Ce brave Français, l’emmène, le fait dîner, tamponne ses plaies avec de la teinture d’iode, lui explique que les patrouilles ennemies circulent partout et qu’il y a des risques. Il est préférable d’attendre le petit jour pour filer en civil avec le vélo qu’il va lui prêter afin de se rendre à Saint-Maur où son oncle est directeur d’école.
– J’irai là-bas récupérer ma bicyclette, vous n’avez qu’à suivre la Seine, c’est tout simple.
À Saint-Maur, l’oncle l’équipe, l’habille, lui donne de l’argent, un autre vélo et en route vers la Loire qu’il traverse en amont d’Orléans, nageant en tirant ou en poussant le vélo qu’il a équipé de flotteurs barbotés dans le stock d’une scierie.
Après bien des émotions, il réussit à rejoindre l’armée française et, mis en subsistance, il finit par être affecté au 41e Régiment d’Infanterie. Il fait des pieds et des mains pour être envoyé au Maroc, aux Zouaves, son arme d’origine.

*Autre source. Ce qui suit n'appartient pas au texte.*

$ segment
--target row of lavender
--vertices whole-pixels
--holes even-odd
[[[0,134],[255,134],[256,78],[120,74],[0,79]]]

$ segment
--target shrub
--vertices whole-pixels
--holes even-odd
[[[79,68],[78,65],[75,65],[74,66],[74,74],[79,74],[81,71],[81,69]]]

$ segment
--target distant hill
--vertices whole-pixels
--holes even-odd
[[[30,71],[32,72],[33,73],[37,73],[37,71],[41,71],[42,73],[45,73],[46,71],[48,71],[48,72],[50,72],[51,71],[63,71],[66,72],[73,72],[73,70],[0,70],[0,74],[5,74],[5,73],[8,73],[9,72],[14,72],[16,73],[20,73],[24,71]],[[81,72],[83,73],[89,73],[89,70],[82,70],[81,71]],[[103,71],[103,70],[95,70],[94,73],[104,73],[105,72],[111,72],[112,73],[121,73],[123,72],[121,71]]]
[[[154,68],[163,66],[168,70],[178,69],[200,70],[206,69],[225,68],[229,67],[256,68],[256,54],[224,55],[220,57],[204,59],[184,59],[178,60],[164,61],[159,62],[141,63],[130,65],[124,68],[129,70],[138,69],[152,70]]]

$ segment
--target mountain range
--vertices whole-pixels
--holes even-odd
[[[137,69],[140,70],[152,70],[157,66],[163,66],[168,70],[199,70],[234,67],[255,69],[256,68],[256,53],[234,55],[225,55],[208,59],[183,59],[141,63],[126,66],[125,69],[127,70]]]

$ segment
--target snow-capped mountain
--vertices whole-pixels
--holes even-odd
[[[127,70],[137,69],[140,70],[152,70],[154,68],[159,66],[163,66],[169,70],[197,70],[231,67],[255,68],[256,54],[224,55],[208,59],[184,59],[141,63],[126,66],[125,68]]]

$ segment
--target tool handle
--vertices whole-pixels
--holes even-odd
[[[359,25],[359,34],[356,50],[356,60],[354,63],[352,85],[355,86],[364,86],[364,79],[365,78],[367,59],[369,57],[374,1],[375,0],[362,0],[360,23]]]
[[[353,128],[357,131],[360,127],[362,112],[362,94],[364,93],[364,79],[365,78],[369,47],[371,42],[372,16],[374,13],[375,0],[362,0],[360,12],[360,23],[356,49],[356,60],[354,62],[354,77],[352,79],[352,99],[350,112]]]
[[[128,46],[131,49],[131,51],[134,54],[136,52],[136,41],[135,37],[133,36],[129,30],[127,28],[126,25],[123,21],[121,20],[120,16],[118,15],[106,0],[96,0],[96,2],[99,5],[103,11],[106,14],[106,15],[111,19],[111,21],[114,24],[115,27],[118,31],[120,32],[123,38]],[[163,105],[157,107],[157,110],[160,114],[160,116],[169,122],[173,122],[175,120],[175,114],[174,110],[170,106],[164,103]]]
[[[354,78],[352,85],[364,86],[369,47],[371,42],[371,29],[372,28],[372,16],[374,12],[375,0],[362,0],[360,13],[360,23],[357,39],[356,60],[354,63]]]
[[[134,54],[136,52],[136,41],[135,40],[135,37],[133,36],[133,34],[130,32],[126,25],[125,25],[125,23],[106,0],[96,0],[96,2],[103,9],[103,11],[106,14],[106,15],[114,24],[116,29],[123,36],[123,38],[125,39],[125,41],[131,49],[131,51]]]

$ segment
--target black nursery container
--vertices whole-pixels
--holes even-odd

Nommé lieutenant, il est mis à la disposition du général commandant supérieur du Maroc ; il embarque à Marseille pour Casablanca où il arrive le 9 novembre 1940. Pris en charge par le 7e R.T.M. désigné pour l’A.O.F., il est embarqué pour Dakar et de là, muté au R.T.S. DT. à Sakélé (Dahomey) où il arrive le 13 novembre 1941. Après avoir, une fois de plus, emprunté une bicyclette – celle du planton – il rejoint et passe la frontière du Nigeria, se fait reconnaître. Les Anglais le dirigent sur Fort-Lamy et le 15 janvier 1942, il est Français Libre.
Le 25 juin 1942, il est promu capitaine et son existence va se confondre avec la 12e portée du R.T.S.T. puis avec la 2e du R.M.T. de la division Leclerc.
Extrait de la Revue de la France Libre, n° 194, janvier-février 1972.